In some conifer species like pines, the cones take several years to mature and release seeds. After this process, the seed may require additional stages of development before it can germinate and grow.
Insights: Conifer seeds primarily rely on photosynthesis for energy during their growing stages. They are common in colder climates, as their hard exterior protects them from harsh winter conditions.
Conifer Trees: Examples and Germination
Learn MoreKahikatea, Matai, Rimu, Miro, and Tōtara are examples of conifer trees that can be found in New Zealand. Conifer seeds may germinate from the ground or be spread throughout the forest by birds. The seedlings will start growing in early spring or after a fire, when light reaches the seeds.
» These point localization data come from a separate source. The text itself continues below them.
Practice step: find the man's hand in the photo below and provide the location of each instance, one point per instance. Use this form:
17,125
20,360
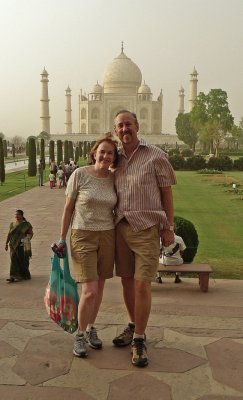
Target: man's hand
167,237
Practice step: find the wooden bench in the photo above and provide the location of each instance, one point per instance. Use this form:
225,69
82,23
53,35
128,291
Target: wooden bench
203,271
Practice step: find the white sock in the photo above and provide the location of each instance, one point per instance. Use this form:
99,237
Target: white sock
88,329
137,336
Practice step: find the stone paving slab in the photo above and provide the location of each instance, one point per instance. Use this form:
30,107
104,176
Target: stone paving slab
195,339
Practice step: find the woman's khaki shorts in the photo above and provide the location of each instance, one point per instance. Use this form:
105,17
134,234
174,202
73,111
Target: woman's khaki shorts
137,253
92,254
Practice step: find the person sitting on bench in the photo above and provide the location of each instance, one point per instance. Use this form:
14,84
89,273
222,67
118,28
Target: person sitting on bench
172,255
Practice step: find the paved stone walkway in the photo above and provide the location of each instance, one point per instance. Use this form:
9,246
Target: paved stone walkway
195,339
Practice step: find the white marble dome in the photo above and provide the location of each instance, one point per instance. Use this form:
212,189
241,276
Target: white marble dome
144,89
97,88
122,76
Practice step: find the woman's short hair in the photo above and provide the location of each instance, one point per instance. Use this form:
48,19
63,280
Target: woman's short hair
108,138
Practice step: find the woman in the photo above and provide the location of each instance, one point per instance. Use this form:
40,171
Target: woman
19,236
89,204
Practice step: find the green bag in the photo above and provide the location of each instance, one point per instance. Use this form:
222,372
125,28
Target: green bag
61,296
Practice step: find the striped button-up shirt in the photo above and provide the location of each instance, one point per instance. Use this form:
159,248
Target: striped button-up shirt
138,181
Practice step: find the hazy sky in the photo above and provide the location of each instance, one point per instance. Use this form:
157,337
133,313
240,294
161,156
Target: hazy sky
75,40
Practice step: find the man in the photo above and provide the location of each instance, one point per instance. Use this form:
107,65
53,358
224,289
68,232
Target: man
143,214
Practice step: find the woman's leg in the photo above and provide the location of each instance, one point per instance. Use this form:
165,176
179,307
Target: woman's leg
89,304
98,300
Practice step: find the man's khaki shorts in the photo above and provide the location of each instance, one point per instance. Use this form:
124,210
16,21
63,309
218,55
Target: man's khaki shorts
137,253
92,254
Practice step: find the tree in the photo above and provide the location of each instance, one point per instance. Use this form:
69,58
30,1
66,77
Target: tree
42,153
85,149
18,143
234,137
59,152
2,166
32,167
80,145
38,148
5,148
76,158
212,117
70,150
186,131
52,150
27,148
66,158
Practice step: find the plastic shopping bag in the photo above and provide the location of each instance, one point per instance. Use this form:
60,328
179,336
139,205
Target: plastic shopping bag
61,296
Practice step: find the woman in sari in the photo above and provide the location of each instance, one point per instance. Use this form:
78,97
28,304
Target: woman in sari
18,239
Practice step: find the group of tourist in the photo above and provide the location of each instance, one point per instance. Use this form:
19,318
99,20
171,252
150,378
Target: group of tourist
131,190
58,175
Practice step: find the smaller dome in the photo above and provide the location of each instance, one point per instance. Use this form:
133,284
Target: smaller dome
144,89
97,88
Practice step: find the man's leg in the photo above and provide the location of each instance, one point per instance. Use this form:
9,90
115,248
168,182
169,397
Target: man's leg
128,285
142,305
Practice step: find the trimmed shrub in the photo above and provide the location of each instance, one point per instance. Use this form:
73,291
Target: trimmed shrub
222,163
174,152
238,164
177,162
32,167
195,163
187,231
187,153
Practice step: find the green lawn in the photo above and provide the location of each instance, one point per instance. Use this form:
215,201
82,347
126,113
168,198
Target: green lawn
217,214
205,200
18,182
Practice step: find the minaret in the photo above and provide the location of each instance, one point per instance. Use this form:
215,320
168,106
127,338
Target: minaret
45,117
68,111
181,108
193,88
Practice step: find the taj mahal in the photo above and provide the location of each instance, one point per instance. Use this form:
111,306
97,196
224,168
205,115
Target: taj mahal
122,88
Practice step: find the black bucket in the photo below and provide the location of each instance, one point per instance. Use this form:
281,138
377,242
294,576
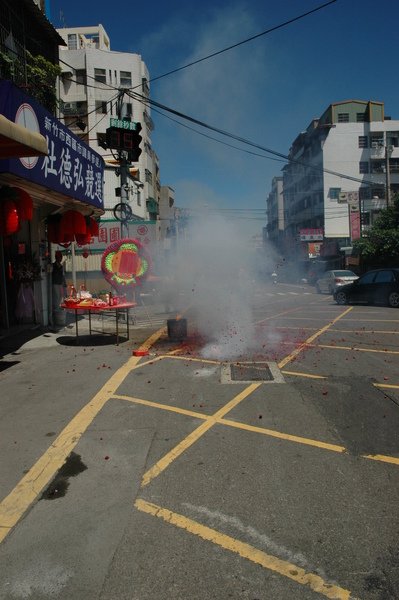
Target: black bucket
177,329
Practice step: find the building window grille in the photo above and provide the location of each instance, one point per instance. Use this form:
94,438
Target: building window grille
80,76
100,75
72,41
125,78
334,193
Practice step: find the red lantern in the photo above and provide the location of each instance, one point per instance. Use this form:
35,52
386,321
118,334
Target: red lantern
8,218
72,222
24,204
83,238
53,229
94,227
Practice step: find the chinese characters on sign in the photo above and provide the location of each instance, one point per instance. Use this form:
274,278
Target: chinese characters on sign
311,235
76,168
71,167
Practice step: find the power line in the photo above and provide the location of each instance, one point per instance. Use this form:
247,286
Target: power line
254,37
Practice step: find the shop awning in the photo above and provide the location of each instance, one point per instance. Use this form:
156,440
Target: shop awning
16,141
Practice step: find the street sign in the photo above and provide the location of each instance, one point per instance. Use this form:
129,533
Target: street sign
121,124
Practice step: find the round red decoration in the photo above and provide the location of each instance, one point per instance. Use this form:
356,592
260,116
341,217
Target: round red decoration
125,264
72,222
8,218
94,227
24,205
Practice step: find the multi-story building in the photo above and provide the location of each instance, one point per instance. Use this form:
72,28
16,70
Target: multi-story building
64,176
275,213
91,85
342,170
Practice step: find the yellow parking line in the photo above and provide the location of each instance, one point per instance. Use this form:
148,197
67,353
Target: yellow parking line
166,460
288,358
353,348
381,458
284,568
304,375
386,385
20,498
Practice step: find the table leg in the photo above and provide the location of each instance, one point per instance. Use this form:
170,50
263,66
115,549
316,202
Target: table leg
117,327
76,326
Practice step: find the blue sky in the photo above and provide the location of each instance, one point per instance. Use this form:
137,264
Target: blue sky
266,91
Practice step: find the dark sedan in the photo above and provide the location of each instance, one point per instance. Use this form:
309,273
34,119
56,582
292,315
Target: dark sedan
379,286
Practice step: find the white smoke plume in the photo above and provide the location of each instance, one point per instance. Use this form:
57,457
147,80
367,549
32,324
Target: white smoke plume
214,274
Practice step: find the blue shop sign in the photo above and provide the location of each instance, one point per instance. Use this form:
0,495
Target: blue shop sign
71,166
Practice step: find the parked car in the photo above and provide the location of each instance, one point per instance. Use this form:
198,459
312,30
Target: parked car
379,286
331,280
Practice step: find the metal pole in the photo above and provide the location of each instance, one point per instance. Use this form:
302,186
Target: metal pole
388,175
123,168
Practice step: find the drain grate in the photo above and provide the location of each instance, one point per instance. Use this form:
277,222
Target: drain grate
251,372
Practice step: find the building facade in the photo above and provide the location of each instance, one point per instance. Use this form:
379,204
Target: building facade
91,85
67,177
342,170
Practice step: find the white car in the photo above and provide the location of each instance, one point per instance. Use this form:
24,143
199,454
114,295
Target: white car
332,280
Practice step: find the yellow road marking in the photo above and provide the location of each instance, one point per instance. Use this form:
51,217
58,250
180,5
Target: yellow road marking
386,385
284,568
238,425
284,436
381,458
20,498
166,460
288,358
304,375
353,348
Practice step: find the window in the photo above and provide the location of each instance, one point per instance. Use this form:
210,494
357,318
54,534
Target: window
100,75
364,193
376,141
80,76
377,166
384,276
334,193
72,41
125,78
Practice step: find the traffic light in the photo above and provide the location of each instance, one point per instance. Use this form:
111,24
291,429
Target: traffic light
119,138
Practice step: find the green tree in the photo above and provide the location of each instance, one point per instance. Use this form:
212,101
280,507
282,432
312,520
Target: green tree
42,76
381,242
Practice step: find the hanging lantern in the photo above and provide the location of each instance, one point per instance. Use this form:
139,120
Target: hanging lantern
8,218
53,229
83,238
94,227
24,204
72,222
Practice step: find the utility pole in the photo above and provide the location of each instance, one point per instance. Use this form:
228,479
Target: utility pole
123,163
123,135
388,150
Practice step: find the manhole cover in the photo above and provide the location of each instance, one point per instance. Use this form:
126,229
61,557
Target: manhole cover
251,372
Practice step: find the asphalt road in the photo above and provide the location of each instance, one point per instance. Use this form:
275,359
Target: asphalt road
273,475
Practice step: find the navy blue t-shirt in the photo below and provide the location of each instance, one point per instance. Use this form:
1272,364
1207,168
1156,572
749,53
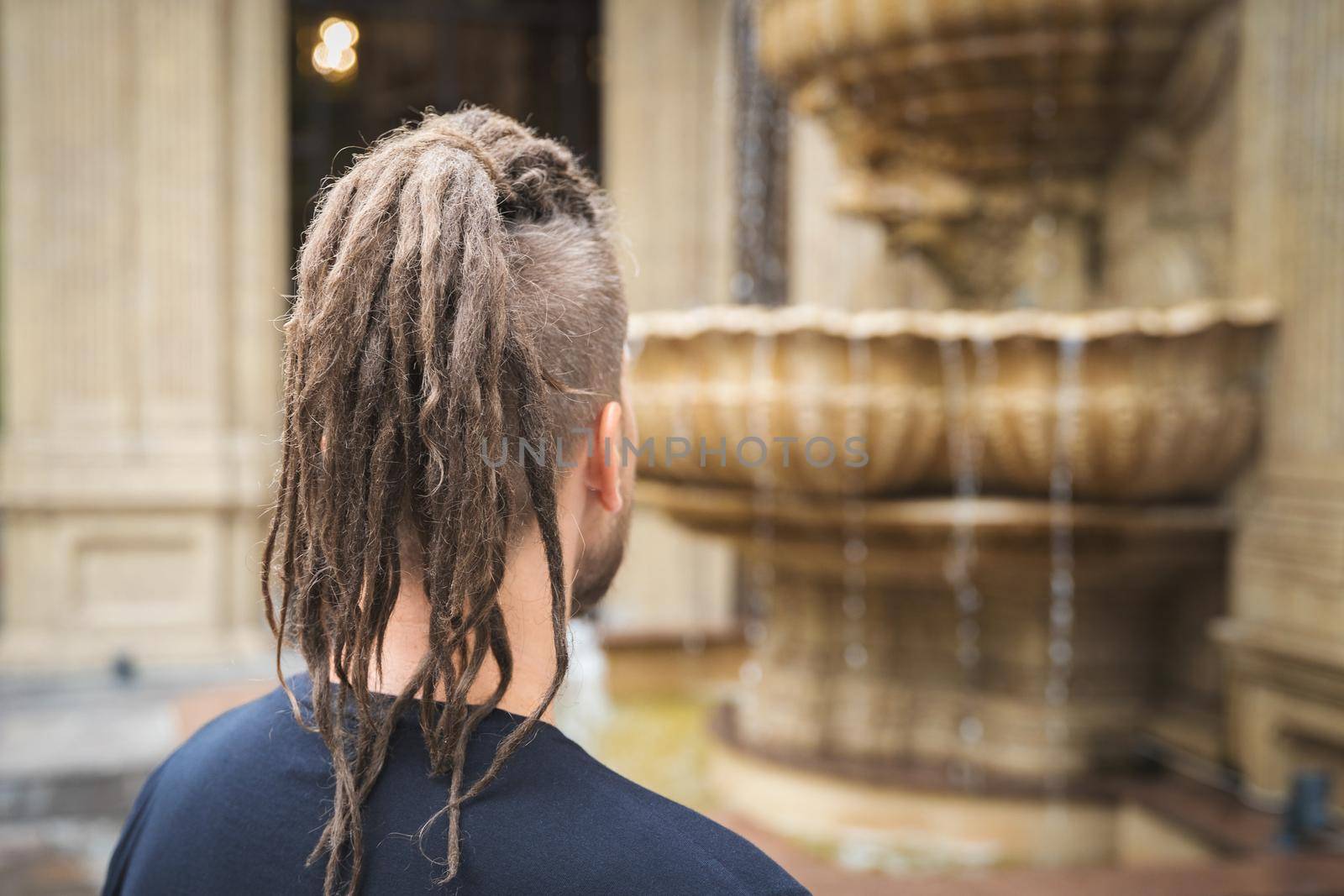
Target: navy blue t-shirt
239,806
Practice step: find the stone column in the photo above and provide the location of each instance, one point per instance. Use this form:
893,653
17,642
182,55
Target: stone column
667,123
145,253
1287,631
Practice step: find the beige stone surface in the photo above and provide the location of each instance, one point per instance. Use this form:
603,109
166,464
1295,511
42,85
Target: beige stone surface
145,258
667,94
1288,582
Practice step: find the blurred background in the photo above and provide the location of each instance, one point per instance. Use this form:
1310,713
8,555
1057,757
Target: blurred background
1068,268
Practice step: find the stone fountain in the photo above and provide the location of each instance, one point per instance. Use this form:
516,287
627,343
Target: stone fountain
965,530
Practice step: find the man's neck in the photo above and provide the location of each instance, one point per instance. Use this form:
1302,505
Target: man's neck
526,602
Germination of Corn, Wheat, and Rice
Learn MoreMonocot seeds of corn, wheat, and rice have a growth pattern that involves the coleoptile, endosperm, and a single cotyledon. During germination, the coleoptile protects the newly-germinated shoot, pushing it through the soil and exposing it to sunlight. The endosperm serves as a primary food supply for the growing seedling.
Insights: Corn, wheat, and rice are important food crops worldwide. The unique germination characteristics of monocot seeds play a critical role in their agricultural production.
Collect, Observe, and Plant Kōwhai Seeds
Click here to download a resource on collecting, observing, and planting Kōwhai seeds. You may adapt this resource for your classroom needs.
Further Resources
To explore more about New Zealand native plants and seeds, visit these useful links:
- Seeds and Spores – Introduction: https://www.teara.govt.nz/en/plants/page-6
- Student-led Investigations on Seeds: https://www.sciencelearninghub.org.nz/resources/2113-plants
- Seed Dispersal: https://www.nzgardener.co.nz/articles/guide-to-plant-propagation/seed-propagation/
AcknowledgementsWe thank Mokoro Gillett (Principal, Te Wharekura o Te Rau Aroha) and Norman Mason (Manaki Whenua – Landcare Research) for their contributions.
The science behind environmental-science reveals that seed-producing plants like Kahikatea, Kauri, Harakeke, Nīkau, Kōwhai, and Tītoki, store food for new plants differently, with some having two cotyledons (dicot) and others having a single cotyledon (monocot). Some examples of monocot plants include grains like corn, wheat, and rice. In the lifestyle and home-and-garden sectors, knowledge of different seed types and their germination mechanisms can be beneficial when caring for various plant species. Additionally, understanding the unique germination processes of conifer seeds can provide valuable insights into the growth patterns of trees such as Kahikatea, Matai, Rimu, Miro, and Tōtara.